Here again, we are confronted with a situation where perfect equality of taxation is not possible of attainment. Clearly, there is a rational basis for the city's failure to tax tenants of buildings whose owners are exempt from the application of the utility tax. Thus, it follows that there is no merit to defendant's claim that the tax is applied in such a manner as to deprive him of equal protection or due process of law.
Finally, we consider defendant's contention that the penalty provision of the utility tax ordinance is arbitrary and excessive and hence unconstitutional. The gist of this argument is that the ordinance calls for a penalty of 10 percent or $10, whichever sum is greater, and can thus cause a situation where nonpayment of a tax in the amount of only a few cents results in the imposition of a $10 penalty.
In the early case of Western Union Telegraph Co. v. Indiana (1897) 165 U.S. 304 [41 L.Ed. 725, 17 S.Ct. 345], the United States Supreme Court upheld a state tax statute providing for the assessment of a penalty equal to 50 percent of the amount of the unpaid tax assessed. The court rejected the argument that the penalty was arbitrary in amount and hence violative of the equal protection and due process clauses and held that the amount of the penalty was a matter for the state legislature to determine.
In Jackson v. City of Glenwood Springs (1950) 221 P.2d 1083, the Colorado Supreme Court upheld the constitutionality of a municipal ordinance imposing a $100 penalty for the failure to file an occupational tax return. The court stated. "We cannot adopt the contention of the plaintiffs, that the fines here imposed are clearly excessive. We believe the amount of the fines provided in this ordinance are within the area of legislative discretion." (P. 1085.)

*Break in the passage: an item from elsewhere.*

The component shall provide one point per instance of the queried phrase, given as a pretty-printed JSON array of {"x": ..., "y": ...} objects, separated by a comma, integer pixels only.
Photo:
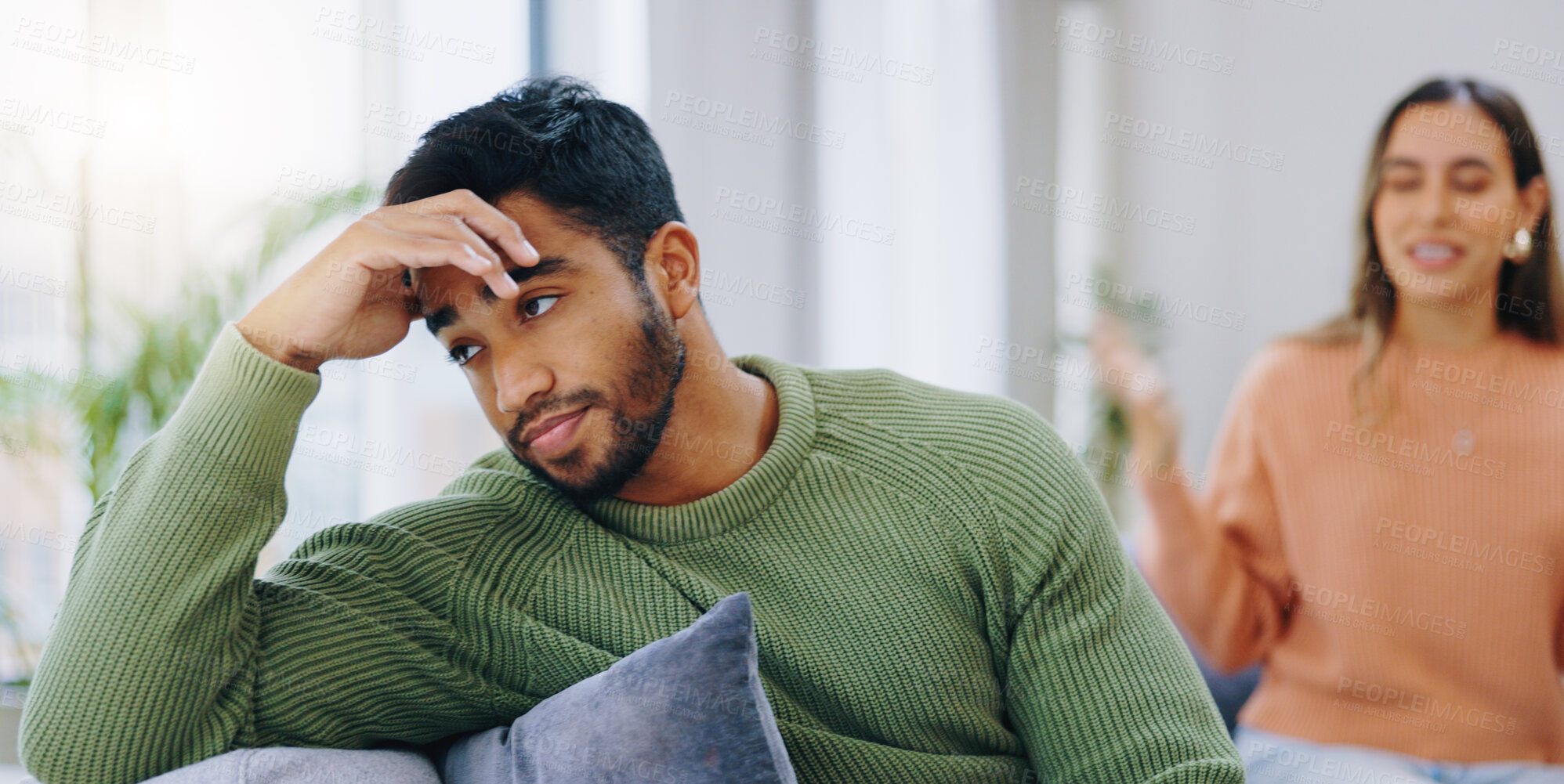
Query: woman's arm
[{"x": 1215, "y": 559}]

(11) Here, plaintiff city correctly points out that the evident purpose of the penalty is to induce prompt payment of the utility tax and that a penalty must be sufficiently substantial in amount if this result is to be achieved. Plaintiff also points out that the uncontradicted evidence established that the cost to the city of collecting a delinquent utility tax was $10.20, an amount in excess of the penalty. We conclude that the penalty is neither arbitrary nor excessive in amount.
The judgment is affirmed.
Taylor, P.J., and Kane, J., concurred.
A petition for a rehearing was denied September 26, 1975, and appellant's petition for a hearing by the Supreme Court was denied October 23, 1975.